An accidental discovery that turned out to be quite decent, shame it failed, but the prequel to Bluray which was Superbit.

I'm writing this as I came across these titles by accident, buying a copy of Bram Stoker's Dracula second hand for less than a pound, and the copy I received was the above Superbit version.
So I did some resaearch about Superbit that in the UK completely passed me by, it was also around the time my daughter was born, so through work, lack of sleep, and being a new parent, this format completely went unnoticed. Shame as I have collected every format going over the years such as Betamax, VHS, Laserdisc, DVD, HD/DVD and finally Bluray, and knowing about it I would have Collected the format. What was Superbit you ask, like HD/DVD the forgotten format, but unlike Bluray that eventually won the format war, especially for Sony, it was Sony's brainchild before Hi-DEF finally took off to enhance the standard format which was DVD, and by doing that they took the decision to loose all special features, and fancy menus on DVD disks which took up half of the 4gb storage, with the film compressed onto the final part of the disk.
By removing all the fancy features and menus, audio commentary, they could improve the bit rate of the film, and use the entire space just for the feature film, and have proper DTS coding for sound.
Unfortunately with an inflated price tag, for just a little difference in picture quality, maybe just two times, people were happy with the 480i format of DVD, which finally convinced people to give up on VHS for better picture quality.


Above is the technology explained on the right, and a quick picture showing the three formats on the left, as you can see the first picture is from the Bluray version of the film, the picture to the far left is standard  DVD, then next to that is the Superbit version, and although not in the same league as Bluray, but you can certainly see definition on Wyonna Rider's face, especially around the nose, and even freckles, the lips are more defined also.

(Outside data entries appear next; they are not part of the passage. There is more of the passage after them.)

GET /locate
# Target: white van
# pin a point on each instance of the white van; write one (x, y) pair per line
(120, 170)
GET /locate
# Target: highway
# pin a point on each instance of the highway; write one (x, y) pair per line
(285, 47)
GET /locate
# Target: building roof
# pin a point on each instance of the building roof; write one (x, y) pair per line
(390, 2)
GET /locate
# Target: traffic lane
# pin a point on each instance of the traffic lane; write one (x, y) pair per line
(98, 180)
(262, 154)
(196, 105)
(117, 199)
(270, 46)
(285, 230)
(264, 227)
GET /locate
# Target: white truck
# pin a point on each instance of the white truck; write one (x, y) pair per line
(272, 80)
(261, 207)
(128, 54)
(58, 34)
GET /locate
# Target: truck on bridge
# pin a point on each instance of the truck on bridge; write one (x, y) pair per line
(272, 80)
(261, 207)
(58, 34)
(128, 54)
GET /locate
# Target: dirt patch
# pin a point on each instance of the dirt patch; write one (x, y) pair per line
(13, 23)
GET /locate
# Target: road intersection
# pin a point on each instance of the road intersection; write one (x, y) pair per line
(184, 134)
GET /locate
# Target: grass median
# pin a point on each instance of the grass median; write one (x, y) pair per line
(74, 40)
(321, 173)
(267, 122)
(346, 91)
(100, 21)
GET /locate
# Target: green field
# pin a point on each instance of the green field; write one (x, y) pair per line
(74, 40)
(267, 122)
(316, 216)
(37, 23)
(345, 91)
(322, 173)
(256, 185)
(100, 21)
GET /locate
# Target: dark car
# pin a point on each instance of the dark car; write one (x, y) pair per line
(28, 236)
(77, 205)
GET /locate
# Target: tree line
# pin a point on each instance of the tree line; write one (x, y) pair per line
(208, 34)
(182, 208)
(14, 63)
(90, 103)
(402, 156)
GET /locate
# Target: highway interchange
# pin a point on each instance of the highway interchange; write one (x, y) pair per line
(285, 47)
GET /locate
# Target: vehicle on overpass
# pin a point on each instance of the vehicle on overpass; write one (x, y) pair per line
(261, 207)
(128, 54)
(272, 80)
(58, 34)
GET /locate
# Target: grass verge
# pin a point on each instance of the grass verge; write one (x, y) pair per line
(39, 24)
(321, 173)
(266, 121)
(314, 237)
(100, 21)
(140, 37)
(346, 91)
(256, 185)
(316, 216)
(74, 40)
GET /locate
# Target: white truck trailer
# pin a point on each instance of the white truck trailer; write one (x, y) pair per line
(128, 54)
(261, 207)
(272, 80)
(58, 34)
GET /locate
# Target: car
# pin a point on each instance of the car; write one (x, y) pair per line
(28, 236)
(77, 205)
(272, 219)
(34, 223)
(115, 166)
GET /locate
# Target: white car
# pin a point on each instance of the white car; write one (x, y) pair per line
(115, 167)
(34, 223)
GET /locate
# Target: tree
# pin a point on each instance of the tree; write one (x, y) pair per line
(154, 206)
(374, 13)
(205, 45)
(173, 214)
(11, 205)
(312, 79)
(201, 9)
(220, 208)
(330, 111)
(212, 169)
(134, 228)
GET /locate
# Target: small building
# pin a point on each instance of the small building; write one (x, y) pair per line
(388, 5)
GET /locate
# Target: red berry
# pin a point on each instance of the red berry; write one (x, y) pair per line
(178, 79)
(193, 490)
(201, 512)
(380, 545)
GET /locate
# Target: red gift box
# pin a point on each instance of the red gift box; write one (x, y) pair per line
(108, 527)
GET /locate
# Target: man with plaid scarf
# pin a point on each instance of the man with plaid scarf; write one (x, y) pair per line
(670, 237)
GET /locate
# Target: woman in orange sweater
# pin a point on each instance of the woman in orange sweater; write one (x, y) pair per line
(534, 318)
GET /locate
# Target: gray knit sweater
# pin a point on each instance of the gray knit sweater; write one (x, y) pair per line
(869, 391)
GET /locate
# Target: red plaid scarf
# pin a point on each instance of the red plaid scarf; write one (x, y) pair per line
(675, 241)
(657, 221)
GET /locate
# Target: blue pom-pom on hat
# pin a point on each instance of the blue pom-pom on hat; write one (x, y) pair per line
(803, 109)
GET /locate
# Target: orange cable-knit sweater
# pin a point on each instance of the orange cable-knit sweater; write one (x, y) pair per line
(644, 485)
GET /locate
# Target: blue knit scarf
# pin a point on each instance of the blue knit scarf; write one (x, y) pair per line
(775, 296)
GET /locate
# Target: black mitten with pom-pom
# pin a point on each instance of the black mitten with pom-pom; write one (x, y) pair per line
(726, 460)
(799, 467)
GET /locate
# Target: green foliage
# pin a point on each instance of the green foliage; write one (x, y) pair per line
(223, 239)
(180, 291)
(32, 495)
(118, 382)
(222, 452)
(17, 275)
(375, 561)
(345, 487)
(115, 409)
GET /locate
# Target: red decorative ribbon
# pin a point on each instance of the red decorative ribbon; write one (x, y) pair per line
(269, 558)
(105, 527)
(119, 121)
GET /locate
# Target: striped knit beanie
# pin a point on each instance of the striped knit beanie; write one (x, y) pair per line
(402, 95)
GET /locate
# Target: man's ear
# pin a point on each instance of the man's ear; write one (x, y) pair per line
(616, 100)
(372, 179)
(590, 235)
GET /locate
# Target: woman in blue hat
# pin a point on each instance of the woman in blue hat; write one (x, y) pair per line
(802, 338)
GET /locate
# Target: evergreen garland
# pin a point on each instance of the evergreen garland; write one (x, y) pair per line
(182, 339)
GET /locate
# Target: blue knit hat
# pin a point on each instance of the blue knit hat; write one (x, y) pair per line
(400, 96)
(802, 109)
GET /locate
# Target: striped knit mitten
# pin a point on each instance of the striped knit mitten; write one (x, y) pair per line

Considering you can pick up these titles on EBay and Amazon for just a few pounds, even brand new, they certainly are a cheaper alternative to Bluray, and upscaled on a decent Bluray player Dracula picture quality is brilliant, not Bluray quality but a dam sight better than standard DVD.
A format that unfortunately finished production in 2005, which led Sony to concentrate on Bluray technology, it is a shame Superbit died, as it could have been a great alternative to Bluray, with a slightly different price tag, instead of giving multi format disks in DVD and Bluray combos put in a Superbit DVD you could have had two disks of the same film but on two great formats for picture quality, and sound, one maybe for home use eg Bluray, and one disk for DVD on the go, but not failing on picture quality.
It is unfortunate that Superbit is now dead, but it was an idea for about three years that could have nearly worked.